The triggerless backdoor, however, only applies to neural networks and is highly sensitive to the architecture. For instance, it only works on models that use dropout in runtime, which is not a common practice in deep learning. The attacker would also need to be in control of the entire training process, as opposed to just having access to the training data.
“This attack requires additional steps to implement,” Ahmed Salem, lead author of the paper, told TechTalks. “For this attack, we wanted to take full advantage of the threat model, i.e., the adversary is the one who trains the model. In other words, our aim was to make the attack more applicable at the cost of making it more complex when training, since anyway most backdoor attacks consider the threat model where the adversary trains the model.”

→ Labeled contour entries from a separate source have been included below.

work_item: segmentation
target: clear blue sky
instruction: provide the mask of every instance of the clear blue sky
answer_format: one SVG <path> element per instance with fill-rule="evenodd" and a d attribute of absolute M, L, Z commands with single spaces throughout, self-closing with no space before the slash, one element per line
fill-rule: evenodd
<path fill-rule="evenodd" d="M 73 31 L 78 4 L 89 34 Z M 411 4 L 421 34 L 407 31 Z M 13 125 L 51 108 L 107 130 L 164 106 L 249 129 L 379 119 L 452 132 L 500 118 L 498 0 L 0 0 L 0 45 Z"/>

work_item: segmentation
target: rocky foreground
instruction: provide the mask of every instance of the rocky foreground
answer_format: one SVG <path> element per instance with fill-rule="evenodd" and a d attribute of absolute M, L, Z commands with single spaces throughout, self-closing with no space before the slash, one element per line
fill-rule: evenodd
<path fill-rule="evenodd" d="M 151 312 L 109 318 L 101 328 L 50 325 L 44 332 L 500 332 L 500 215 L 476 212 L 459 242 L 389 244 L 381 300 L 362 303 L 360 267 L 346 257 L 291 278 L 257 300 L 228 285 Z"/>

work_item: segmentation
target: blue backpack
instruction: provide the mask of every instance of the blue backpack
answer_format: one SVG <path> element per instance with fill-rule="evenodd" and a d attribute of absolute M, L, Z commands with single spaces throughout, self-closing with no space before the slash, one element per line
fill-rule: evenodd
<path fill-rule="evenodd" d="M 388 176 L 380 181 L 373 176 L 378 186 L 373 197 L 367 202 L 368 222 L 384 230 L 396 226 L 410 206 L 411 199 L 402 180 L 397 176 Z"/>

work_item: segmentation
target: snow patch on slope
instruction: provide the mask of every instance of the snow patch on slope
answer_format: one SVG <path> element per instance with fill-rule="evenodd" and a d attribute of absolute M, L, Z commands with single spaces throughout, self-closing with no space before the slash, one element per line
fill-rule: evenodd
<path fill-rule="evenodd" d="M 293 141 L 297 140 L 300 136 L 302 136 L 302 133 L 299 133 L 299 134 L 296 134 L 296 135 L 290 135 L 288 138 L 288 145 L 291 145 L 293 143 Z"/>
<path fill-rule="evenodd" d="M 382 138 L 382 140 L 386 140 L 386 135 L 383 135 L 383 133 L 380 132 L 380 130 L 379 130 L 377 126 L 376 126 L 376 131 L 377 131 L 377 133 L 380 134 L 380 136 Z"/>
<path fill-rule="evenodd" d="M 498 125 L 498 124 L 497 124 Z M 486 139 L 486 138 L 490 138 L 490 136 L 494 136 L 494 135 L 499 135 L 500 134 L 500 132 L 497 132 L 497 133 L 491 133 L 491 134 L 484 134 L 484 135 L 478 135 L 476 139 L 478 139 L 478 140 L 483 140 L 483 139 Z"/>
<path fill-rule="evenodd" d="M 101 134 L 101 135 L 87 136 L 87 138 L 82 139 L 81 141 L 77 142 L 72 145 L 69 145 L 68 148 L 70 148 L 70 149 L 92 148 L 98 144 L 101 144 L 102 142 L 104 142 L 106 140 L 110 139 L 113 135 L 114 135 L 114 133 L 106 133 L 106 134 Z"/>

The probabilistic nature of the attack also creates challenges. Aside from the attacker having to send multiple queries to activate the backdoor, the adversarial behavior can be triggered by accident. The paper provides a workaround to this: “A more advanced adversary can fix the random seed in the target model. Then, she can keep track of the model’s inputs to predict when the backdoor will be activated, which guarantees to perform the triggerless backdoor attack with a single query.”
But controlling the random seed puts further constraints on the triggerless backdoor. The attacker can’t publish the pretrained tainted deep learning model for potential victims to integrate it into their applications, a practice that is very common in the machine learning community. Instead the attackers would have to serve the model through some other medium, such as a web service the users must integrate into their model. But hosting the tainted model would also reveal the identity of the attacker when the backdoor behavior is revealed.
But in spite of its challenges, being the first of its kind, the triggerless backdoor can provide new directions in research on adversarial machine learning. Like every other technology that finds its way into the mainstream, machine learning will present its own unique security challenges, and we still have a lot to learn.
“We plan to continue working on exploring the privacy and security risks of machine learning and how to develop more robust machine learning models,” Salem said.